Cancro: “Quem trata rim não deve tratar mama, bexiga ou próstata”

A aposta na especialização do tratamento oncológico devia ser uma prioridade em Portugal, defende o urologista Fernando Calais da Silva, em entrevista.

Quais são os sintomas habituais do cancro do rim?

Se for detetado nas fases iniciais, não tem sintomas. É um tumor silencioso. Antigamente, quando não havia radiografias, ecografias e TACs havia uma tríade sintomática, que passava pelo aparecimento de sangue na urina, dores lombares e uma massa que se palpava.

Que métodos de diagnóstico são utilizados?

Usa-se a ecografia abdominal, muitas vezes até por outras razões. Aí descobre-se o tumor porque a temos a imagem do rim. É por isso que se têm apanhado muitos tumores ainda numa fase precoce.

Quais os grupos populacionais mais afetados?

São as pessoas acima dos 50 anos. Embora, possa aparecer em qualquer idade. Este tumor atinge mais homens que mulheres.

Este tumor é relativamente raro?

É verdade que representa 2 a 3% dos tumores malignos. É mais raro que, por exemplo, o da próstata mas em Portugal estima-se que surjam mil novos casos todos os anos. E estes são apenas aqueles que conseguimos detetar.

Qual é o tratamento standard para este tipo de cancro?

Se for detetado numa fase precoce, faz uma nefrectomia [excisão do rim] que pode ser total ou parcial, dependendo do tamanho e da localização do tumor. Se tiver até 4 centímetros, pode retirar-se só a parte do rim afetada, sem riscos em termos de sobrevida e de propagação em relação à parte maligna.

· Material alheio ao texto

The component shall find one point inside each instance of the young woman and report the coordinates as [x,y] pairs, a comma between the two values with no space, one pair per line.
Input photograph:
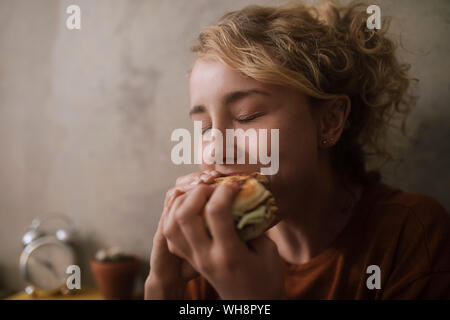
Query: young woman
[331,87]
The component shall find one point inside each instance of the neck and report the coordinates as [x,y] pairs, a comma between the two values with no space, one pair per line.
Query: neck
[313,219]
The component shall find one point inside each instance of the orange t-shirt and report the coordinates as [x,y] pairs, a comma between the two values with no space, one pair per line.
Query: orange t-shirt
[406,235]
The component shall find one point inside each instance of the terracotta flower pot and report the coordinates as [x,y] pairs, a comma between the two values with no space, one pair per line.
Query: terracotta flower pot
[115,279]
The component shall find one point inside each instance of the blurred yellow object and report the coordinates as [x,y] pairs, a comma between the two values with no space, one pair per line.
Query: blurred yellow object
[83,294]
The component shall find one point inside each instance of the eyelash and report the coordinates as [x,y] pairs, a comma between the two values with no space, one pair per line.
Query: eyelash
[250,118]
[245,120]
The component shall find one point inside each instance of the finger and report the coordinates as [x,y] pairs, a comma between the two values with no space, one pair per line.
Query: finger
[176,241]
[173,193]
[219,218]
[191,221]
[263,244]
[197,177]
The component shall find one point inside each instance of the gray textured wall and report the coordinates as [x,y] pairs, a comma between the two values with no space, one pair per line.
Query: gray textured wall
[86,116]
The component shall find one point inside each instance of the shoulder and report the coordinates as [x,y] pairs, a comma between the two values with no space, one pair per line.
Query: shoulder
[415,225]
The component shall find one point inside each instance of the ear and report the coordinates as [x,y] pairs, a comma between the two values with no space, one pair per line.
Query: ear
[333,120]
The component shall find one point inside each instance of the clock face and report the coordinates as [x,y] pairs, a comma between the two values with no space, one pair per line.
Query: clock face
[47,263]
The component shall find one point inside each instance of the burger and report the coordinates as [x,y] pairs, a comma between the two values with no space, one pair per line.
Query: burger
[253,210]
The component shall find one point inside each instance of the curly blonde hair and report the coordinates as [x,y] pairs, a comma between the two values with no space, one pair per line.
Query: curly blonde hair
[321,51]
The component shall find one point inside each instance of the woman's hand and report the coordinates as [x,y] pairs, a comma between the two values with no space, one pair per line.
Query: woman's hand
[169,273]
[235,269]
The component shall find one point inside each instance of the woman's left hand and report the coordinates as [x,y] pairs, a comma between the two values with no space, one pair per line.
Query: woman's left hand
[236,270]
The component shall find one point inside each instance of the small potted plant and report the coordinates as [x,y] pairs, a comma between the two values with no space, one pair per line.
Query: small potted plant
[115,272]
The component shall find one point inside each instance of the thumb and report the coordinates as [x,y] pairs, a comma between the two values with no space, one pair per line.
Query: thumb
[263,244]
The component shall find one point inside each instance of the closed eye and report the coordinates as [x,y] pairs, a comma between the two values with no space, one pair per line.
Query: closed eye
[249,118]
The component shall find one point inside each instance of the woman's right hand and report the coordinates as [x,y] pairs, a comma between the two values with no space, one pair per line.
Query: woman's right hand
[169,273]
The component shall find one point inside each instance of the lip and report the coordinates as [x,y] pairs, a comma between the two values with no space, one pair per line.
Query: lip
[231,173]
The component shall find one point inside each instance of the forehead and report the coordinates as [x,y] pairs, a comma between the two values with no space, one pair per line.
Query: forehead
[210,78]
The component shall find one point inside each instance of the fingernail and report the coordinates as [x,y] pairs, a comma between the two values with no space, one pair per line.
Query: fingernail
[193,183]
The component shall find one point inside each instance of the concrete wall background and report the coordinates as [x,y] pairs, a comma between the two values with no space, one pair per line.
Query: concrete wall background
[86,116]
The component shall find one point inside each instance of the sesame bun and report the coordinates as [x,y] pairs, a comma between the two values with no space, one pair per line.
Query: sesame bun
[254,210]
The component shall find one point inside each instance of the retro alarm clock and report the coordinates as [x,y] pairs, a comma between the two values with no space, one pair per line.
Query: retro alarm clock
[46,255]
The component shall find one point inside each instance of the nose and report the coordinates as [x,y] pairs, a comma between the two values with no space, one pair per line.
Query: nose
[220,146]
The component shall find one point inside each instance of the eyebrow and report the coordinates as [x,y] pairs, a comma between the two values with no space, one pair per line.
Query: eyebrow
[230,98]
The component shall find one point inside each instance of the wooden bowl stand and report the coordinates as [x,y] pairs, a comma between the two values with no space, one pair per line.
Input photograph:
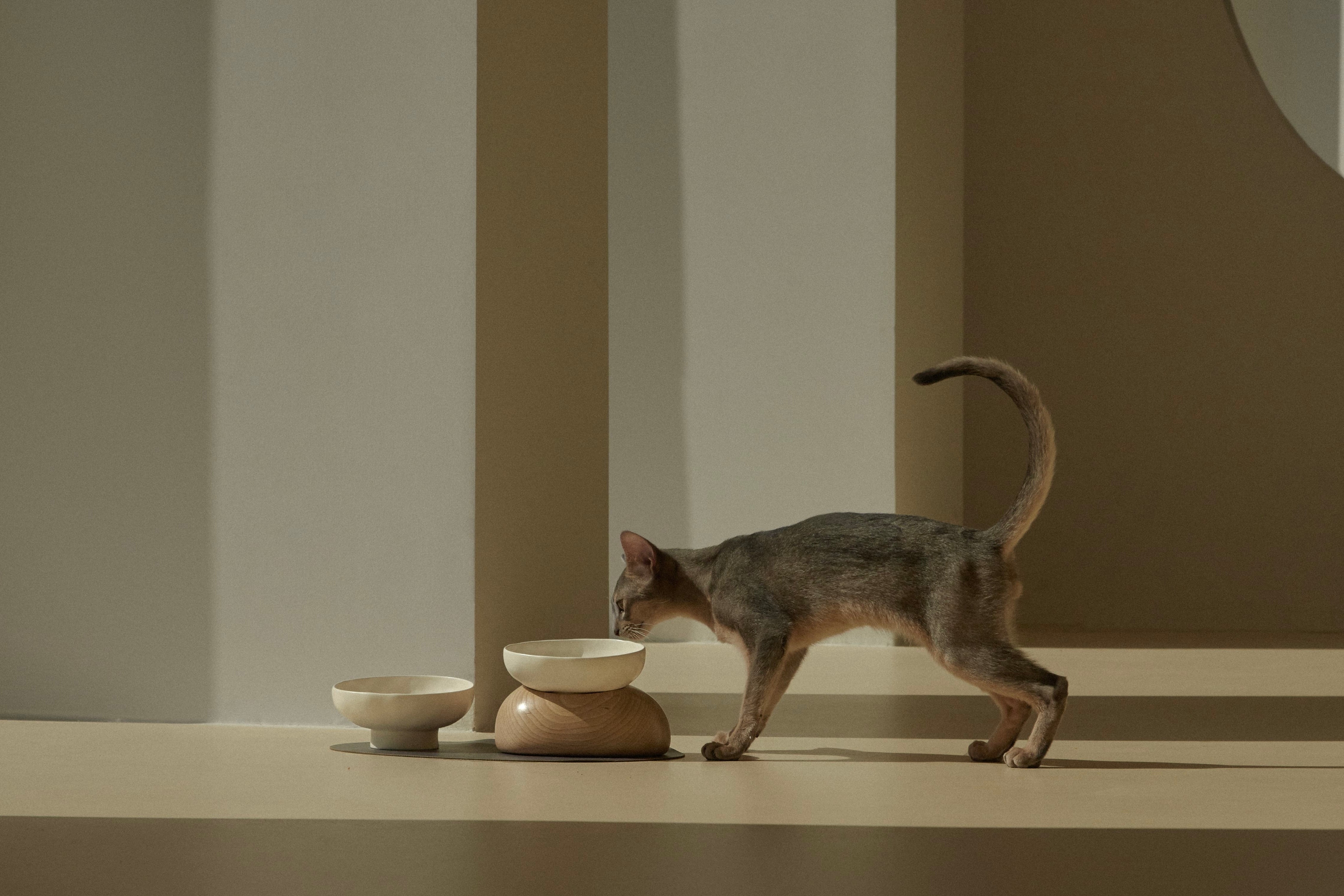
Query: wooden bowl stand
[608,723]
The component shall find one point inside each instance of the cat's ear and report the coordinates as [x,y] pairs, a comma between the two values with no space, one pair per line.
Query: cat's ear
[642,558]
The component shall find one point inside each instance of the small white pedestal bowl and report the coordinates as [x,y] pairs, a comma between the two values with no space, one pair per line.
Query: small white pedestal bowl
[404,712]
[576,665]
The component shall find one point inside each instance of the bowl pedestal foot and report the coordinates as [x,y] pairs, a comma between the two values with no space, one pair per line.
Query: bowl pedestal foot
[609,723]
[383,739]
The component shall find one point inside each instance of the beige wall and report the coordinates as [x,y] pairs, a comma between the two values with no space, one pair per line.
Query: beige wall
[541,331]
[929,256]
[752,238]
[343,308]
[236,354]
[104,361]
[1296,48]
[1155,246]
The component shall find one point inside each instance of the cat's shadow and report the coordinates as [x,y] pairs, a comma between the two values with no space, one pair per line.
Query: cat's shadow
[839,754]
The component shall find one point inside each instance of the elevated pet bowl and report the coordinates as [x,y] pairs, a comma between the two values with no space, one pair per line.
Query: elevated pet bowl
[576,702]
[404,712]
[609,723]
[574,665]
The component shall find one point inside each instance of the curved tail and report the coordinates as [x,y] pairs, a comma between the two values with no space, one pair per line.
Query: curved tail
[1041,434]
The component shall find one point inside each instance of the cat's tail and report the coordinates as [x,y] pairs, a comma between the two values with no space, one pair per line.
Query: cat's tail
[1041,434]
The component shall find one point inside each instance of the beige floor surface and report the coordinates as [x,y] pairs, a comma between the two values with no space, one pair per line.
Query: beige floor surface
[129,770]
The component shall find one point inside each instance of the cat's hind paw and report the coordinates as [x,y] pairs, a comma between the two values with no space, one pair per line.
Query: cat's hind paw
[718,751]
[1019,758]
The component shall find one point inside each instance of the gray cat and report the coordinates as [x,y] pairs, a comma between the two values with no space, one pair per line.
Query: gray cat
[953,590]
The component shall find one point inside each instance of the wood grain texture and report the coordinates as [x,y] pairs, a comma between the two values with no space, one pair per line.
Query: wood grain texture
[609,723]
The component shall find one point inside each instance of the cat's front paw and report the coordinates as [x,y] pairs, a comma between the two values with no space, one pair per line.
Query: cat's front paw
[1019,758]
[715,751]
[980,751]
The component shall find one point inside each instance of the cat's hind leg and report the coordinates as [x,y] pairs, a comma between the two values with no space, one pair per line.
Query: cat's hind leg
[1013,717]
[781,684]
[1008,675]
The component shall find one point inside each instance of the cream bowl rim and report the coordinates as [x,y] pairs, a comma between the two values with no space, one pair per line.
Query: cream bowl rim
[459,686]
[634,648]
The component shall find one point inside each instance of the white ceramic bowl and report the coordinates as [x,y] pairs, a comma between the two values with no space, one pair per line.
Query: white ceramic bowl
[405,712]
[576,665]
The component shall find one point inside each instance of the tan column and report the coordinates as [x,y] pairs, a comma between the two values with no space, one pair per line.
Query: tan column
[541,331]
[929,198]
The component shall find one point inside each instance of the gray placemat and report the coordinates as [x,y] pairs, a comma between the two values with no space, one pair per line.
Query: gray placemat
[487,750]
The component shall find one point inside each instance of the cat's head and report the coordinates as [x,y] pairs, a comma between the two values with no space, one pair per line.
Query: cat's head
[647,592]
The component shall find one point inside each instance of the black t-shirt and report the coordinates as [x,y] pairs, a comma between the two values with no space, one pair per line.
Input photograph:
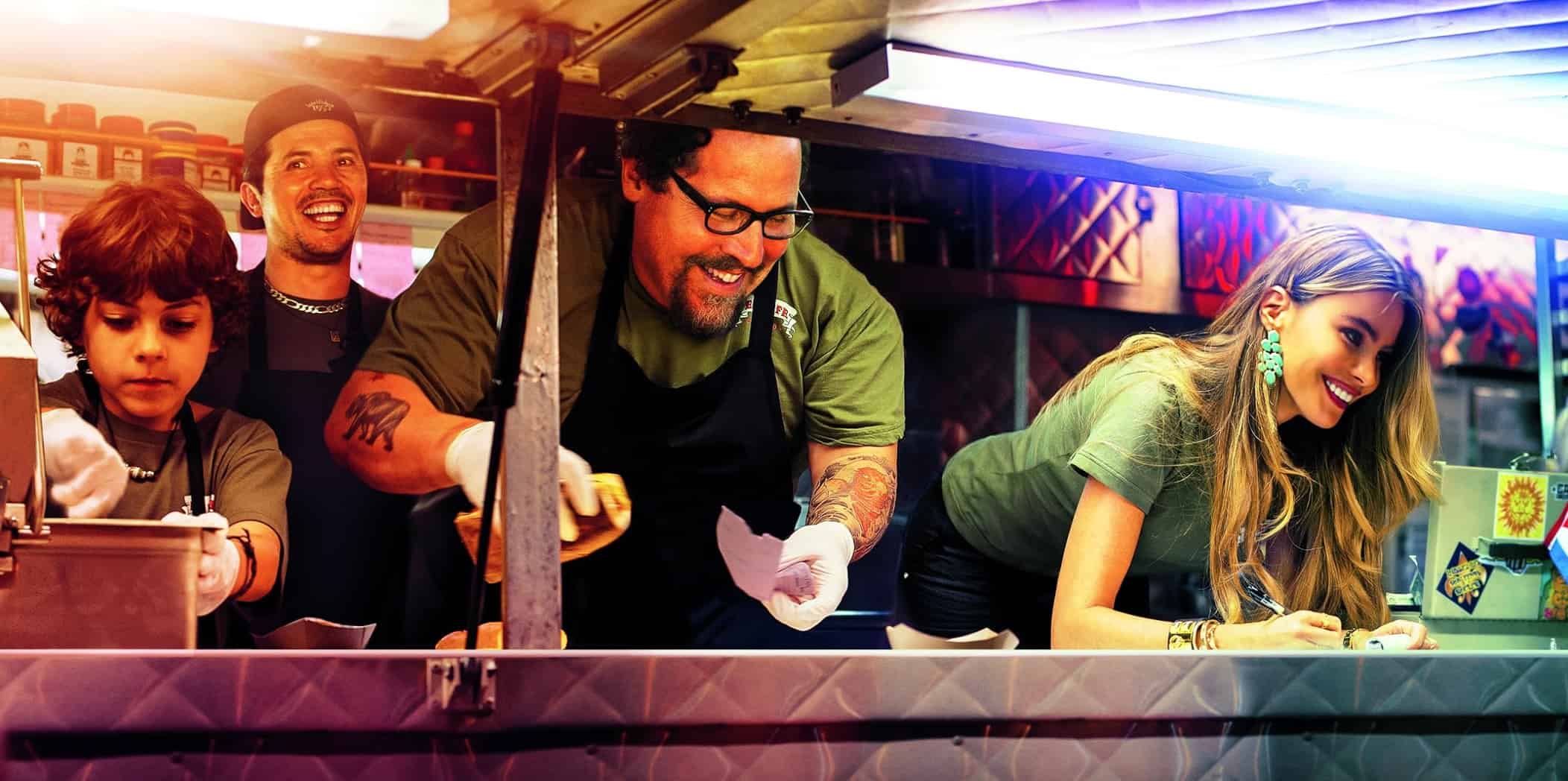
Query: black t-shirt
[295,342]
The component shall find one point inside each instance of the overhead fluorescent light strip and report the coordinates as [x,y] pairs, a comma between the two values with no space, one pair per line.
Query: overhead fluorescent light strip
[413,19]
[1350,139]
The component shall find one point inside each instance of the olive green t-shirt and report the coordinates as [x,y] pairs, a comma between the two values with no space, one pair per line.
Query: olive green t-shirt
[247,477]
[1014,496]
[838,349]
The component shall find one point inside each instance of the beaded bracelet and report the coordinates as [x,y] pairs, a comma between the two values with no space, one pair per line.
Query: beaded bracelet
[244,537]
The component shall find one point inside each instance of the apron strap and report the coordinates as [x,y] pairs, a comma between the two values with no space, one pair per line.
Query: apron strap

No caso de se ter metastizado, já existem mais tratamentos para tentar controlar a doença.

Neste momento, os tumores diagnosticados numa fase inicial já são a maioria?

Nos centros urbanos sim mas nos locais mais rurais do interior há maior dificuldade de acesso aos cuidados e isso faz com que o diagnóstico também se atrase mais. Felizmente, está aumentar o número de tumores detetados numa fase inicial. No entanto, mesmo nestes casos, podem aparecer metástases dali a 1, 2 10 ou 15 anos. Uma discussão que temos frequentemente é se vale a pena fazer tratamento mesmo que não haja metástases. Consoante as análises que se fazem, podemos classificar um tumor como tendo risco alto, baixo ou intermédio. Se for de alto risco, é conveniente fazer tratamento adjuvante para aumentar o período livre de metástases.

E aqui entra em ação a imunoterapia?

A imunoterapia já é usada há muitos anos mas agora surgiram novas drogas. Mas também se podem fazer as TKI (tirosino-quinases), que é um tratamento com muito bons resultados. Agora, temos sempre a tentação de fazer mais imunoterapia, uma vez que tem menos efeitos secundários e melhora a qualidade de vida dos doentes. O problema é que ainda não sabemos quais os doentes que respondem à imunoterapia e quais os que respondem à quimio. Ainda não há marcadores capazes de determinar isso.

A tendência é começar a usar-se imunoterapia em primeira linha para tratar já com metástases ou para impedir que surjam metástases. Impedir é algo ainda muito controverso, uma vez que não há ensaios que provem a eficácia. É difícil apresentar resultados porque não há número de doentes suficientes para se fazerem as estatísticas.

Que estudos de comparação já foram feitos?

Existe um ensaio de alguma dimensão que comparou o sunutibib com o nivolumab. O nivolumab foi melhor nos tumores de risco intermédio e nos de alto risco mas, nos de baixo risco, o sunutinib foi melhor. Mas isto está tudo muito no início ainda.

Por isso, é que é preciso que os doentes sejam tratados em centros altamente diferenciados que estejam habituados a tratar tumores do rim com metástases, o que não existe em Portugal. Muitas vezes, os médicos usam os medicamentos de boa fé, mas não é aquele fármaco que devia ser usado. Têm de haver serviços de oncologia médica especializados na área. Quem trata rim não devia tratar bexiga, mama, pulmão, próstata.

Acaba por ser um problema de escala. Em Portugal, é difícil haver essa especialização.

Mas tem de haver. Não tem nada a ver com os profissionais, tem a ver com o facto de ser preciso um número de casos para se ‘treinar’. É como operar. É com a prática que se aprende e, como temos poucos casos, temos de concentrar os casos em determinar locais – para bem do doente. Os médicos têm de aprender que não são omniscientes. Nos grandes serviços, tem de haver uma pessoa que trate só um tipo de tumor. A prática traz menos efeitos secundários e, no caso, mais complicações pós-operatórias.